Mix: In a small bowl, stir together flour, brown sugar, and cinnamon. Add melted butter and stir together until it forms a thick paste. Let it sit in the fridge for 10-15 minutes to cool and firm up.
Bake: Once cooled, use your hands to break up the crumble into small chunks and spread them out across your lined baking sheet. Bake for about 5 minutes. The crumble will melt together slightly but not to worry.
Crumble up: Let the crumble cool on the pan for about 10 minutes until it crisps up. Use your hands to break the crumble apart and back into "crumbs". Let them cool completely before transferring them to a small bowl. Set aside the lined baking sheet and keep the oven on to bake the cookies later.
Cookies
Dry mixture: In a small bowl, stir together flour, cinnamon, baking powder, baking soda, and salt. Set aside.
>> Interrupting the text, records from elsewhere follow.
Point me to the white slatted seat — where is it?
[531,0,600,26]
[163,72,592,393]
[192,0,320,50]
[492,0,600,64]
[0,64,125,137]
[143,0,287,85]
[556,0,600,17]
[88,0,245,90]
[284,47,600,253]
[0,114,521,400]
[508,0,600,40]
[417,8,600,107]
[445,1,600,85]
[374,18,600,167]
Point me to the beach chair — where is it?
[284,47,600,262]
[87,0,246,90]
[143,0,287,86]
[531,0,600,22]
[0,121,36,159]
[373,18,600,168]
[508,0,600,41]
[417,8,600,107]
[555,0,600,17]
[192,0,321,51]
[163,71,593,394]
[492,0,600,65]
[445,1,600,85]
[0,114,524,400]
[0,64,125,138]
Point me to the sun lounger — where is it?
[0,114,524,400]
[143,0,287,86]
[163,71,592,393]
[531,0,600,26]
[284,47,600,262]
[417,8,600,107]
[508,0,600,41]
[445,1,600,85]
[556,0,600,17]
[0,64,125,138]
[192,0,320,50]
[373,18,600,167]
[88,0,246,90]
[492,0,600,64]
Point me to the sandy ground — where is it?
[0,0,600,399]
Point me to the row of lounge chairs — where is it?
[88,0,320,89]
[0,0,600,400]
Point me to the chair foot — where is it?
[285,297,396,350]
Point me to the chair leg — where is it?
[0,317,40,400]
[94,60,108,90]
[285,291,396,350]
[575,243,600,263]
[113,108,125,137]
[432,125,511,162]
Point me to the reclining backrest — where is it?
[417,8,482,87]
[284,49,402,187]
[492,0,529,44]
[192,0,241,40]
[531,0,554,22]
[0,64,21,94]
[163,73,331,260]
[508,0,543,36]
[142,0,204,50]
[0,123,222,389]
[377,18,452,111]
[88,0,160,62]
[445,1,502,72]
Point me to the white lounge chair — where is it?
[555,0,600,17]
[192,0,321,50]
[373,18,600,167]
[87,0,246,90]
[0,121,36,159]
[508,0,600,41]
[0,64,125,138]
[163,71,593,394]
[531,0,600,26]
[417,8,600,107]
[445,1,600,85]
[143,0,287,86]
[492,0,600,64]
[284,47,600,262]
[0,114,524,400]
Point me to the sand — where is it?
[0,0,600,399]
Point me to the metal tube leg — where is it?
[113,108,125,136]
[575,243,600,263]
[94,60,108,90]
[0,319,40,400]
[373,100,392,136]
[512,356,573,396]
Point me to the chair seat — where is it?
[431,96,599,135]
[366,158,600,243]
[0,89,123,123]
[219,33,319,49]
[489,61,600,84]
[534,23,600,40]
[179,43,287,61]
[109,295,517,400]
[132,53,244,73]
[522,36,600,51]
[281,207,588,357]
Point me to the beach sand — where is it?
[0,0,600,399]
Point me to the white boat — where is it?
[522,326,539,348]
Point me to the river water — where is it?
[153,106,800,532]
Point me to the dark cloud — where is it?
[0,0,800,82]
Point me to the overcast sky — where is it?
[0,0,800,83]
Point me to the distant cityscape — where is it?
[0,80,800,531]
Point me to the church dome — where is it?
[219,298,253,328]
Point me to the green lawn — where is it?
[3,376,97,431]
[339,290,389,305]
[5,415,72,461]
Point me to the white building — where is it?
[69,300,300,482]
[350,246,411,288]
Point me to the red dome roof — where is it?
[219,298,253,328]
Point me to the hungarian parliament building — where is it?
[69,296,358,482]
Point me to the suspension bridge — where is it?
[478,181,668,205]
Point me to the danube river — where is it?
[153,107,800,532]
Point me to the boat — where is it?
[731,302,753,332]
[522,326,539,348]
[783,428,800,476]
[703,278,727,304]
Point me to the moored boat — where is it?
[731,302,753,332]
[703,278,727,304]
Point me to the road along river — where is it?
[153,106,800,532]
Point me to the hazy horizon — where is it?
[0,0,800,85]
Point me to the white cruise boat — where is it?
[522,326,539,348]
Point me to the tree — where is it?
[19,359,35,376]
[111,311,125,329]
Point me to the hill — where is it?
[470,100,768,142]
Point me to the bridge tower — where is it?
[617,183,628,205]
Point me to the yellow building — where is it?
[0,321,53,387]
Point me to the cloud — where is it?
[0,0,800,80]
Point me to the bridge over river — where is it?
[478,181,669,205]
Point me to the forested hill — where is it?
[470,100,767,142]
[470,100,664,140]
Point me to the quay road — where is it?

Wet mixture: In a large mixing bowl, add the melted butter, granulated sugar, and brown sugar. Whisk together until combined. Add the egg and vanilla extract and whisk until combined and smooth.
Combine dry and wet mixture: Add the flour mixture and fold together with a spatula until just combined.
Scoop cookie dough: Use a 4-tablespoon cookie scooper to scoop the cookie dough onto your lined baking sheet, leaving about 2" in between each cookie for spreading.
Bake: Bake for 11-12 minutes or until the edges are set and the cookies are puffy. Immediately after taking them out of the oven, use the back of a spoon to press the middle of the cookies down into a large indentation. Let the cookies cool completely before adding the toppings.
Cinnamon Cream Cheese Frosting
Mix: In a small mixing bowl, add the cream cheese, powdered sugar, cinnamon, and vanilla extract. Use an electric hand mixer or a spatula to mix until it becomes smooth and creamy. Transfer the cream cheese frosting to a piping bag and cut the tip off.
Assemble the cookies
Peach topping: Add a spoonful of peach compote in the indentation of each cookie.
Top with frosting and crumble: Pipe a swirl of cream cheese frosting on top of the peach compote. Sprinkle a handful of crumble on top of each cookie to finish them off.